Mais je vis alors le visage du conducteur – ordinaire, les joues flasques et non rasées – terriblement près, et je nous vis, la foule sur le quai, de son point de vue, tous prêts à tomber sur les rails. Faisait-il des cauchemars en imaginant qu’un jour quelqu’un sauterait ?
Notre bureau ne ressemblait en rien à ce que mon père aurait qualifié de bureau normal. Non pas qu’il ait jamais travaillé dans un bureau normal. Du moins, ce n’est pas ce que les pères normaux auraient appelé un bureau normal. Nous l’avons trouvé à la lisière de Soho et avons repris le bail de la société point com qui avait fait faillite. Il n’avait pas de murs, pas de cloisons, pas de portes. Juste une série de tables parallèles comme un réfectoire de moines moderniste. Il y a une prétendue salle de conférences exiguë et sombre, mais, en général, quand nous avons une réunion avec des clients, nous l’organisons autour d’une autre longue table sur une estrade au bout de laquelle s’assoirait le père supérieur. Des lumières style industriel sont accrochées au plafond, et les employés ont des casiers, mais pas de bureau et d’ordinateur attitrés – à part moi, car apparemment, où que je m’installe, je fiche un tel bazar que personne ne veut occuper ma place. Nous avons hérité du design de la société point com, et n’avons jamais trouvé le temps de le changer. Meg et moi nous sommes promis qu’un jour nous le transformerions en vrai bureau avec des murs, pour ne pas avoir à nous regarder toute la journée, mais je doute que nous nous donnions ce mal.

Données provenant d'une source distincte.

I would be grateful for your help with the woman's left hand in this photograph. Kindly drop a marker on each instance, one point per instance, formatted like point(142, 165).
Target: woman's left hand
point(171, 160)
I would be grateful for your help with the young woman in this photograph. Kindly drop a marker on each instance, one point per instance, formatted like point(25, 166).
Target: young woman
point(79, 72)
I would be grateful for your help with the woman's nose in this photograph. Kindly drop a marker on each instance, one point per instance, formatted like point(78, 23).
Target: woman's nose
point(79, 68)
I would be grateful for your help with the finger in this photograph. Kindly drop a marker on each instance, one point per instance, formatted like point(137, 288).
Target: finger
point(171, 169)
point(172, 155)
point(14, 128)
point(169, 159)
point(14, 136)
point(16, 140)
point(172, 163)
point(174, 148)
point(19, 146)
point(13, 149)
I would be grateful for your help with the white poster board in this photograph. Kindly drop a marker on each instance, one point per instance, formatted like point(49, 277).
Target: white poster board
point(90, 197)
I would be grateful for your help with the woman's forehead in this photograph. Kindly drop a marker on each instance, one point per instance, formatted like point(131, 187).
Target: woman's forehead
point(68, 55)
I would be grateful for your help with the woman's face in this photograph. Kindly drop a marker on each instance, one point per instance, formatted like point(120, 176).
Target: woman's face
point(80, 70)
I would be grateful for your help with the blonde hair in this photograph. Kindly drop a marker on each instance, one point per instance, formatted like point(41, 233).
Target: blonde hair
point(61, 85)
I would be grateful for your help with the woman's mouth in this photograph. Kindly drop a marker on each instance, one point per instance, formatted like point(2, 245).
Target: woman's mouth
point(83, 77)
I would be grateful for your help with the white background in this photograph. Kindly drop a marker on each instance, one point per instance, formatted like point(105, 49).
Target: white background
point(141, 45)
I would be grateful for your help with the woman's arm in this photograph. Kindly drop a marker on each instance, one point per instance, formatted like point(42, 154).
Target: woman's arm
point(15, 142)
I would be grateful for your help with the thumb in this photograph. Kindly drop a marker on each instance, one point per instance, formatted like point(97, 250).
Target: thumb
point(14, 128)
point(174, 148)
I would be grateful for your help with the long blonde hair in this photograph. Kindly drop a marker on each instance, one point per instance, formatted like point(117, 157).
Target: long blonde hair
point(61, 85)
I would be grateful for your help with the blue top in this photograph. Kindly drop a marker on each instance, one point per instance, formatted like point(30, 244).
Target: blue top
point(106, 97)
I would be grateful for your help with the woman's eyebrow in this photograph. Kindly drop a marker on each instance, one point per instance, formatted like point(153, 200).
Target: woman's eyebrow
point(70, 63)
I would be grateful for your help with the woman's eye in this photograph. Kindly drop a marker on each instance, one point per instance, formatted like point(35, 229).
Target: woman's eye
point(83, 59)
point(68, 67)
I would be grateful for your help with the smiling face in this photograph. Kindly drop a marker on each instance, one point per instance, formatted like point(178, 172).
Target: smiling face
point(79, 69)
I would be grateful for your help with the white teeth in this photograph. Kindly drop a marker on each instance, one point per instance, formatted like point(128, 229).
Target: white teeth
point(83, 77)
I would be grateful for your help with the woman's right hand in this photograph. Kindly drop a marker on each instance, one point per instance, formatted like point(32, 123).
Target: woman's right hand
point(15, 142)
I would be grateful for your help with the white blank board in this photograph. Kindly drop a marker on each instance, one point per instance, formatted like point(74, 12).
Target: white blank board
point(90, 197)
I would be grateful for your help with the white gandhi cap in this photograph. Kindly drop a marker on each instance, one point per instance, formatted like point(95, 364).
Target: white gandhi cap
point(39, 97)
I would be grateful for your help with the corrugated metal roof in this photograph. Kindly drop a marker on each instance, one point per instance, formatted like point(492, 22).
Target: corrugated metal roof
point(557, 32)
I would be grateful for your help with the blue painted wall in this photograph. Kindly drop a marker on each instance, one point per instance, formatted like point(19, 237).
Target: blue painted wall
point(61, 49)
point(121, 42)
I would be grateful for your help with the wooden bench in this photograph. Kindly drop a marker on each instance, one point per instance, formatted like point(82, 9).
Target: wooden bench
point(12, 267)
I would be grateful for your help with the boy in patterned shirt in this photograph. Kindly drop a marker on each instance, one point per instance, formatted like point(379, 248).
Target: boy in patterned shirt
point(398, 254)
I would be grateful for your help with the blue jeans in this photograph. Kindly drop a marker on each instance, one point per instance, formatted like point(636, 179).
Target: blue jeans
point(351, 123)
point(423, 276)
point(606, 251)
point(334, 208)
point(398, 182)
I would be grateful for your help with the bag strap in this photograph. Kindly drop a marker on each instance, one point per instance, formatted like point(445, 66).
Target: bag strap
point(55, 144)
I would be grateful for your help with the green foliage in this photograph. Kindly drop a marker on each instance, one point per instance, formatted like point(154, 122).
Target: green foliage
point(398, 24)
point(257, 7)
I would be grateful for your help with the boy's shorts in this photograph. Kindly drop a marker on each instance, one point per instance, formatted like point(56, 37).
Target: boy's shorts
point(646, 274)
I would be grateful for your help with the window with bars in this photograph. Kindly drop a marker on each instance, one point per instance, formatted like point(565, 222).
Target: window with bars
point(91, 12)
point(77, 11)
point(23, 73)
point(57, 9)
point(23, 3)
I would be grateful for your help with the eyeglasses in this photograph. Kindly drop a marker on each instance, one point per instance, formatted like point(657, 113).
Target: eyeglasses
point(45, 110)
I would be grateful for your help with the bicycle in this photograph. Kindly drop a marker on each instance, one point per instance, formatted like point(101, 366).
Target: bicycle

Je passai la porte à huit heures cinq, ce qui, vu les circonstances, méritait à mon avis une entrée dans le Livre Guinness des Records. Le bureau était vide et silencieux. Bien. Je disposais à peu près d’une demi-heure. Je me préparai une tasse de café et me mis à travailler. J’entendis un bruit et me retournai d’un coup. C’était sûrement quelque chose dehors dans la rue. La situation me faisait sourire nerveusement, c’était plus fort que moi. Je me sentais comme un cambrioleur dans mon propre bureau. Il ne me fallut qu’un moment pour localiser les dossiers de Deborah. Ce n’était pas difficile car je savais ce que je cherchais. Comme tout voleur rusé, j’avais surveillé la maison bien longtemps à l’avance et je savais où se trouvait le butin. Je ressentis une brève satisfaction lorsque les faits me donnèrent raison, mais elle fut rapidement remplacée par l’aigreur que suscitèrent les faits en question. Je photocopiai certains documents, puis replaçai les dossiers dans le casier juste au moment où j’entendis des pas dans l’escalier.